Impact of Deafness on the Development of Face Processing
(Perceptual Development Lab)
The face carries a great deal of information – identity, emotion, social cues – and humans are incredibly adept at extracting this information within as little as one second of seeing a face. For deaf individuals, the face carries even more information in part because of its central role in American Sign Language (ASL). In ASL, information about both linguistic meaning and linguistic structure or grammar is carried on the face and this information is important for correct interpretation of the word or phrase being signed. I hypothesized that the neural systems involved in face processing may be re-organized in the deaf because of the use of a visuospatial language and because information in the face may become more important in the absence of other auditory information in perceiving identity, emotion, and social cues; this may enhance the functioning of brain regions known to be activated by faces and it may recruit additional brain regions for basic face processing. In an fMRI study, I compared activation in hearing and congenitally deaf adults evoked by photographs faces of unknown people to activation evoked by scrambled photographs. As shown in the figure below, within-group analyses showed that deaf and hearing participants displayed activation in the classic fusiform region and the lingual gyrus, but that deaf participants activated
additional brain regions, including cortex along the upper lip of the lateral fissure. These preliminary data suggest that the neural substrate for face processing, a ventral stream function often held as an example of a brain module, may be modified by auditory deprivation and/or the use of a visuospatial language. It also demonstrates that although the ventral stream functions of form and color processing appear thus far to be unaffected by deafness, face processing is.

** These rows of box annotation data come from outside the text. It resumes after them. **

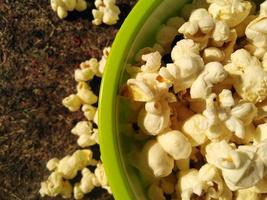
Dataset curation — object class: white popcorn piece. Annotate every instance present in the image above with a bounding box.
[180,0,209,19]
[39,172,72,199]
[141,51,161,73]
[211,21,230,43]
[235,15,257,37]
[245,3,267,48]
[206,141,267,191]
[82,104,97,121]
[71,121,97,148]
[62,94,82,112]
[254,123,267,143]
[203,90,257,139]
[182,114,208,147]
[92,0,120,25]
[207,0,252,28]
[190,62,227,99]
[159,39,204,93]
[178,8,215,49]
[157,130,192,160]
[203,47,225,63]
[225,49,267,103]
[50,0,87,19]
[138,102,170,135]
[77,82,98,105]
[236,188,261,200]
[159,173,177,195]
[177,169,204,200]
[56,149,95,179]
[74,58,100,82]
[133,140,174,178]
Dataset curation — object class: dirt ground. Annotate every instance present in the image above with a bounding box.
[0,0,136,200]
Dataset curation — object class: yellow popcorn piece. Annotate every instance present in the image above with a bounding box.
[62,94,82,112]
[157,130,192,160]
[190,62,227,99]
[159,39,204,93]
[39,172,72,199]
[71,121,97,148]
[236,188,261,200]
[138,102,170,135]
[225,49,267,103]
[141,51,161,73]
[176,169,204,200]
[207,0,252,28]
[50,0,87,19]
[203,47,225,63]
[92,0,120,25]
[132,139,174,178]
[77,82,98,105]
[182,114,208,147]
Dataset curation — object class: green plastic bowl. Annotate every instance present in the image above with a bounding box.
[99,0,188,200]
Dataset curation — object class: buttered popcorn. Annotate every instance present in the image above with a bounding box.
[50,0,87,19]
[121,0,267,200]
[39,47,112,199]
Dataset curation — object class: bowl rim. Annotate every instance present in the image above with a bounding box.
[98,0,162,200]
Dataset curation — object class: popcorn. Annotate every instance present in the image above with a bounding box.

Future studies along this line will be conducted with deaf and hearing children and adults. We are interested in further characterizing the nature of the effects of deafness on basic face processing by using behavioral, electrophysiological (EEG) and fMRI measures. We will explore factors related to auditory deprivation and to the use of American Sign Language. We are also interested in exploring how the perception of facial expressions is affected by deafness across the lifespan. We will study the perception of facial expressions related to basic emotions and expressions related to linguistic factors in American Sign Language.
Mitchell, T., Tomann, A., Bavelier, D., Murray, S., Corina, D., Hutton, C., Liu, G. and Neville, H. (November, 1998). Cortical Re-organization for Visual Functions in Congenitally Deaf Subjects: Part II. Object and Face Processing. Society for Neuroscience.